Late last year, Congress extended Section 702 of the Foreign Intelligence Surveillance Act (FISA) and, in doing so, secured “the nation’s warrantless surveillance powers” until April 2024. House Republicans have unveiled a new package to reauthorize those same powers, but with some limitations.
The Hill reported that the new FISA package “focus[es] on more reforms at the FBI to address misuse of the powerful spy tool,” but the deal does not include requirements for a warrant, which is “deemed a red line for the intelligence community but nonetheless a top priority for privacy advocates in Congress.”
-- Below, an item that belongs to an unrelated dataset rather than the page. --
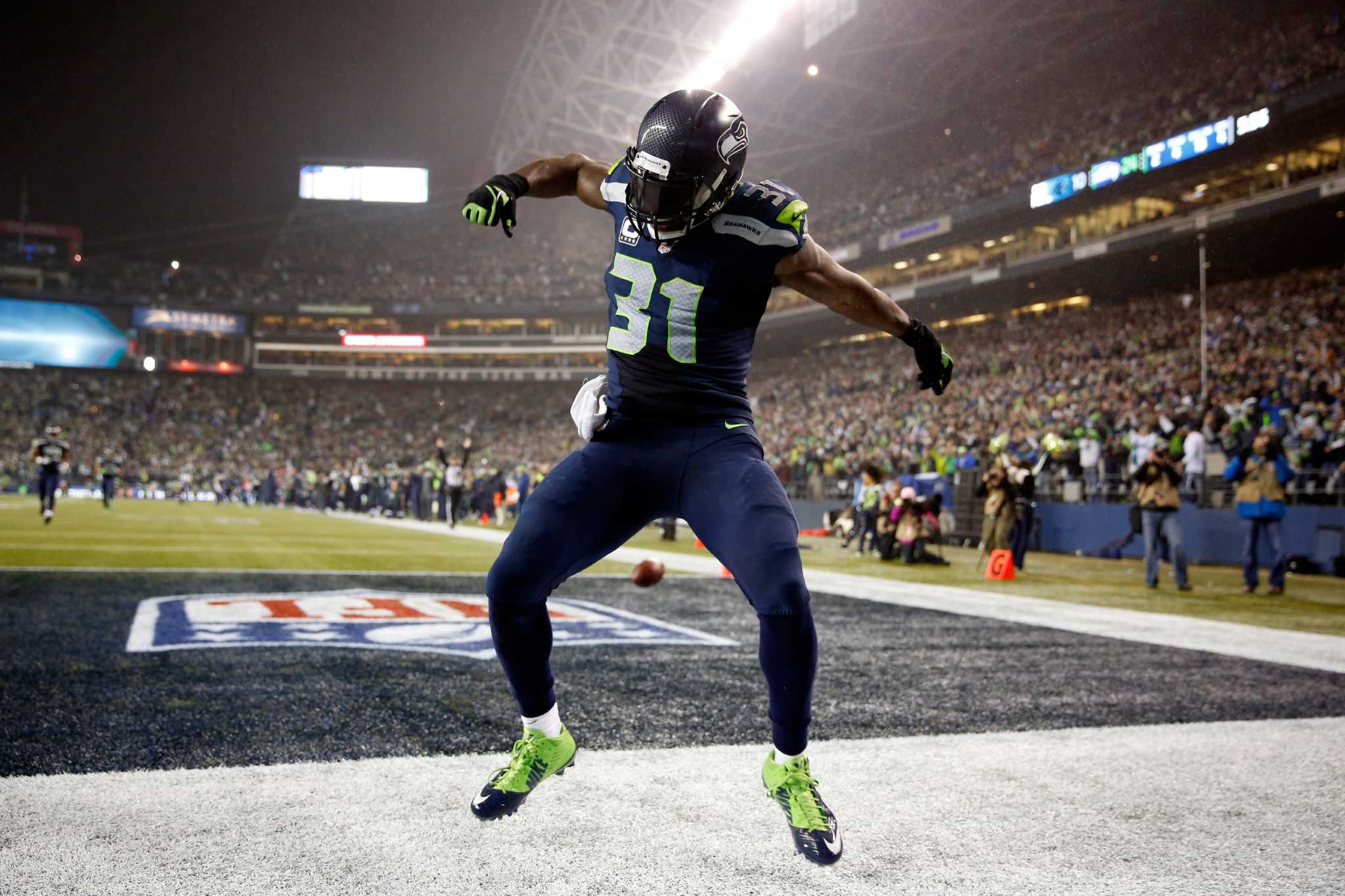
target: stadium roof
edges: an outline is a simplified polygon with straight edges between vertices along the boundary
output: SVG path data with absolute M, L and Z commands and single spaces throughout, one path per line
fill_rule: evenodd
M 755 157 L 776 159 L 780 171 L 810 163 L 820 148 L 896 133 L 995 91 L 1030 89 L 1072 60 L 1096 64 L 1100 47 L 1151 34 L 1176 13 L 1162 3 L 859 3 L 850 4 L 858 8 L 853 21 L 806 51 L 804 19 L 816 5 L 545 0 L 500 107 L 495 169 L 574 149 L 615 159 L 655 99 L 698 81 L 744 107 Z M 761 24 L 752 27 L 755 20 Z M 705 83 L 725 47 L 740 58 Z M 810 63 L 819 77 L 807 75 Z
The new measure “would severely limit the number of FBI personnel who can query the database, forcing more oversight from some 550 supervisors or lawyers before agents can tap into the database to gain information on Americans.” The bill aims to “protect members of Congress or other high-profile officials” by requiring consent before a “defensive briefing.”
The FBI will be required to “notify a member of Congress, with some limitation, if they have been queried in the 702 database.”
As many have noticed, that is where the FBI as a law unto itself comes in.
In August 2023, an FBI squad gunned down Craig Robertson, a 75-year-old woodworker, for things he had allegedly posted online. The killing was reportedly under review by the FBI’s Inspection Division, but as of this writing there has been no investigation by Congress.
Related: FBI tactics questioned in shooting death of elderly Utah man, August 11, 2023
As Newsweek headlined last Oct. 4, “Donald Trump Followers Targeted by FBI as 2024 Election Nears.” According to the report, the FBI has “quietly created a new category of extremists that it seeks to track and counter: Donald Trump’s army of MAGA followers.”
A “senior FBI official” told Newsweek: “We cannot and do not investigate ideology. We focus on individuals who commit or intend to commit violence or criminal activity that constitutes a federal crime or poses a threat to national security.”
The bureau, critics say, had before making that comment, and many times since, given Americans many reasons to question it.